Nea Karvali, Greece
Some days are all-round good days. Today was one of them.
Breakfast at the top of a ridge overlooking a lake and hills.
Good morning driving. Easy roads. Fast times.
Pastries and a delicious birthday cake for lunch, eaten underneath a fortuitously-discovered-by-us funerary memorial for one of Alexander the Great’s generals. It had been built in the fourth century BC, fell over (presumably in an earthquake), and was rediscovered by Greek soldiers digging in the 1912-1913 Balkan War.
Lonely afternoon driving around the deserted coast – perhaps half a dozen cars passed in an hour!
Great site to visit in the afternoon. Well signposted. Mostly devoid of tourists.
With playground and dog attacking turtle on the path (huge interest factor for the smaller kids while the rest of us contemplated the historical significance of the place).
Quick stop in the fishing village of Kavala, the place where Paul allegedly arrived on European soil, and which still has a most impressive Roman aqueduct.
Gyros for dinner, ordered from a lady who gave us a very good deal that we still don’t really understand……just after a total stranger had crossed the street and gifted us a soft plaited loaf of sweet bread.
Quiet extra-wide residential street to stop on for the night – last night in Greece, and not one Euro cent spent on accommodation the whole time.
So which site did we visit?
Philippi, the ancient town with a speckled history. As we have been following Paul’s journeys, we focussed our attentions on his adventures here.
In 49 or 50 AD, he visited during his second missionary journey. According to a biblical account, Paul was guided there by a vision of “a man of Macedonia” (Acts 16:9). Accompanied by Silas, Timothy and Luke, Paul preached in Philippi. The Jewish community there seems to have been small, but Paul and his friends found Jewish women gathered at a river to the west of the city on the Sabbath. There Paul baptized Lydia, a purple dye merchant, who invited the travellers to stay at her home (Acts 16:14-15).
Today you can stay at Hotel Lydia – we wondered if the linen is purple.

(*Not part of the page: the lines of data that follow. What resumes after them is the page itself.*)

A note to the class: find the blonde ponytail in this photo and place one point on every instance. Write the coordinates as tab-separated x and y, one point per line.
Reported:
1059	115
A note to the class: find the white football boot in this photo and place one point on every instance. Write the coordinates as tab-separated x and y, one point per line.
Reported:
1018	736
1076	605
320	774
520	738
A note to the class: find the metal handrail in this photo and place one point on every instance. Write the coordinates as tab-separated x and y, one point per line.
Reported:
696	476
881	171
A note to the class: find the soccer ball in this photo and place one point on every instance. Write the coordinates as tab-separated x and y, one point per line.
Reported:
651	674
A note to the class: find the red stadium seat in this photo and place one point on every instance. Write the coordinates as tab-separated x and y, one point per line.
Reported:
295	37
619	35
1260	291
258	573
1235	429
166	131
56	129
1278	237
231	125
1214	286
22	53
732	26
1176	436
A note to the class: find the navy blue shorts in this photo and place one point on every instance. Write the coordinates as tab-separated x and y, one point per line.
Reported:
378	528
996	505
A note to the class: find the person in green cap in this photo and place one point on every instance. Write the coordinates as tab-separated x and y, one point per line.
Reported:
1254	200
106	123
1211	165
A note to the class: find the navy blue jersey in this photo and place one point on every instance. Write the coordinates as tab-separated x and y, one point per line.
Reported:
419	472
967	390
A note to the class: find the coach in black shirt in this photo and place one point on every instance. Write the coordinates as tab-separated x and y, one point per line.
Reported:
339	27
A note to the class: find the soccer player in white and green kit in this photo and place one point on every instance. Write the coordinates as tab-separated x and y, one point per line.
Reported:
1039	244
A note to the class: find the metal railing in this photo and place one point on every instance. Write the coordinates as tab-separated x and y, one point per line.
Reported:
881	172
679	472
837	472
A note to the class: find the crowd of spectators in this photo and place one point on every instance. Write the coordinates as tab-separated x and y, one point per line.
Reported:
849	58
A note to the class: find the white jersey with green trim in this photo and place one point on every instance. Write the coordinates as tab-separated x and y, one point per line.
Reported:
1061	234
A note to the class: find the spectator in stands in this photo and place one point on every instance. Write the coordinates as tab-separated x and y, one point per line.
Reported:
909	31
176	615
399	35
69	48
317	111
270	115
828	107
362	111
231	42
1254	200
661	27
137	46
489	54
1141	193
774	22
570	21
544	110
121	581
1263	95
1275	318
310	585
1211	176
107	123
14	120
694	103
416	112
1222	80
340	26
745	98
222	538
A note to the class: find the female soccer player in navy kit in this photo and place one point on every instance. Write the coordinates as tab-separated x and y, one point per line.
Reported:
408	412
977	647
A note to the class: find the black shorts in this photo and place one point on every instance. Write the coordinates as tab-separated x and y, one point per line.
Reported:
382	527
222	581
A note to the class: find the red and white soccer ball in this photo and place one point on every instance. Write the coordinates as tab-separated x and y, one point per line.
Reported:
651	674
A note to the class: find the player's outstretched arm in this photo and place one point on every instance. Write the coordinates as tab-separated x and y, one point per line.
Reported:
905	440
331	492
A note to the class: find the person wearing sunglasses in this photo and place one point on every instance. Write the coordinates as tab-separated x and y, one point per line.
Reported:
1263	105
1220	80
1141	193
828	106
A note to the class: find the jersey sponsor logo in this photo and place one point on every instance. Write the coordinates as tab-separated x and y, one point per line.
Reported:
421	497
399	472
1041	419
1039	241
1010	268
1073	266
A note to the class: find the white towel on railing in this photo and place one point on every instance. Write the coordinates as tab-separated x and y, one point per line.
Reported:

In another account recorded in Acts, Paul drove out an evil spirit from a slave girl, who worked as a fortune teller. Her owners became angry at their loss of income and dragged Paul and Silas into the marketplace, complaining about them before the magistrates. A crowd joined in the condemnation, and the missionaries were stripped and flogged, then thrown into prison. At midnight, however, a great earthquake came and the prison doors flew open. Expecting the prisoners to have fled, the jailer came close to killing himself, but Paul talked him out of it and converted him. The next morning, the magistrates released Paul and Silas and asked them to leave the city. (Acts 16:16-40)
This structure is traditionally identified as St. Paul’s Prison. However, it is not where a prison would have been located, and it was actually a cistern transformed into a Christian chapel.
On the walls are still some frescoes – quite amazing all the same.
Paul visited the city on two other occasions, in 56 and 57 AD. The letter he wrote to the Philippians dates from around 54-55 and shows the immediate impact of his preaching. The subsequent development of Christianity in Philippi is well-attested, notably by a letter from Polycarp of Smyrna addressed to the community in Philippi around 160, and by funerary inscriptions.
With stories like this, space to run, big structures to hide amongst, beautiful things to look at and time to explore, it’s little wonder we had fun at Philippi.